X <- model.matrix(~ x1 + x2 + x3, data = bindata)

K <- ncol(X)

 

Code 5.35 - Beta–binomial model with inverse link in R using JAGS

========================================================

library(R2jags)

X <- model.matrix(~ x1 + x2 + x3, data = bindata)
K <- ncol(X)

glogit.data <- list(Y = bindata$y,
                             N = nrow(bindata),
                             X = X,
                             K = K,
                             m = m)

sink("BBI.txt")

cat("
    model{
    # Diffuse normal priors betas
    for (i in 1:K) { beta[i] ~ dnorm(0, 0.0001)}

    # Prior for sigma
    sigma ~ dgamma(0.01,0.01)

    for (i in 1:N){
        Y[i] ~ dbin(p[i],m[i])
        p[i] ~ dbeta(shape1[i],shape2[i])

        shape1[i]<-sigma*pi[i]
        shape2[i]<-sigma*(1-pi[i])

        logit(pi[i]) <- eta[i]
        eta[i]<-inprod(beta[],X[i,])
        }
    }"
,fill = TRUE)

sink()

# Determine initial values
inits <- function () {list(beta = rnorm(K, 0, 0.1))}

# Identify parameters
params <- c("beta", "sigma")

BB1 <- jags(data = glogit.data,
                      inits = inits,
                      parameters = params,
                      model.file = "BBI.txt",
                      n.thin = 1,
                      n.chains = 3,
                      n.burnin = 6000,
                      n.iter = 10000)

print(BB1, intervals=c(0.025, 0.975), digits=3)

========================================================

 

Output on screen:

Inference for Bugs model at "BBI.txt", fit using jags,

    3 chains, each with 10000 iterations (first 6000 discarded)

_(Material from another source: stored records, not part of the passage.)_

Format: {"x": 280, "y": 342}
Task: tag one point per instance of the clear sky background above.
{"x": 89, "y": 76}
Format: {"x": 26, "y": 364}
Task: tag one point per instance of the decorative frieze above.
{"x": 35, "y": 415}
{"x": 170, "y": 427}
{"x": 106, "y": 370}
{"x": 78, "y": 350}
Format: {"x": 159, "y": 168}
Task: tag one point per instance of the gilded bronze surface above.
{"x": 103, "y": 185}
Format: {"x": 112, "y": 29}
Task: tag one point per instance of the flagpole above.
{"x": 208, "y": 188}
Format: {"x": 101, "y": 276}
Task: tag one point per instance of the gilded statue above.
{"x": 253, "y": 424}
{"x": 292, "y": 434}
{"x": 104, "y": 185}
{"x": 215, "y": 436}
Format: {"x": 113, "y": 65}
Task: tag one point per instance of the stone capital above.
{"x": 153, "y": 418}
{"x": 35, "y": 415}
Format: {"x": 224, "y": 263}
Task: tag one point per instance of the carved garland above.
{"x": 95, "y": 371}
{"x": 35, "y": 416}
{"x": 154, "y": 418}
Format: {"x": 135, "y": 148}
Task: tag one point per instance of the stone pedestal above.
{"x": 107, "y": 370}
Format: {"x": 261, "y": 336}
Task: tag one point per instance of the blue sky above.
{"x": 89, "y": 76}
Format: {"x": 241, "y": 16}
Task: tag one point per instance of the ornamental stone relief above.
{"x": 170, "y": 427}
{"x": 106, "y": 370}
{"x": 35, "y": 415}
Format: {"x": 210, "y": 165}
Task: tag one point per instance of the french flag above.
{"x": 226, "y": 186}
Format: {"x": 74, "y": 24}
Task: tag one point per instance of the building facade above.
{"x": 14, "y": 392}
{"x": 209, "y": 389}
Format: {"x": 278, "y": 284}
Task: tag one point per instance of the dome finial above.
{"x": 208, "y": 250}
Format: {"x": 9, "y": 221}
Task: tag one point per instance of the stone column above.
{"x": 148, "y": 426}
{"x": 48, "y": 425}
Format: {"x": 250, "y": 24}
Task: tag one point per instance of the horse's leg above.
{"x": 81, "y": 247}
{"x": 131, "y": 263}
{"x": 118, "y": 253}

    n.sims = 12000 iterations saved

 

                    mu.vect       sd.vect         2.5%       97.5%       Rhat        n.eff

beta[1]           -1.264          0.365      -2.006       -0.559      1.001       4700

beta[2]            0.233          0.407      -0.563         1.058      1.004        930

beta[3]            0.453          0.409      -0.347         1.270      1.003       1100

beta[4]          -0.242           0.377      -0.969         0.534      1.001       5900

sigma           22.054         18.066       4.930       71.257      1.001      12000

deviance      60.807           5.394      52.332      73.132      1.001       12000

 

For each parameter, n.eff is a crude measure of effective sample size,

and Rhat is the potential scale reduction factor (at convergence, Rhat=1).

 

DIC info (using the rule, pD = var(deviance)/2)

pD = 14.5 and DIC = 75.4

DIC is an estimate of expected predictive error (lower deviance is better).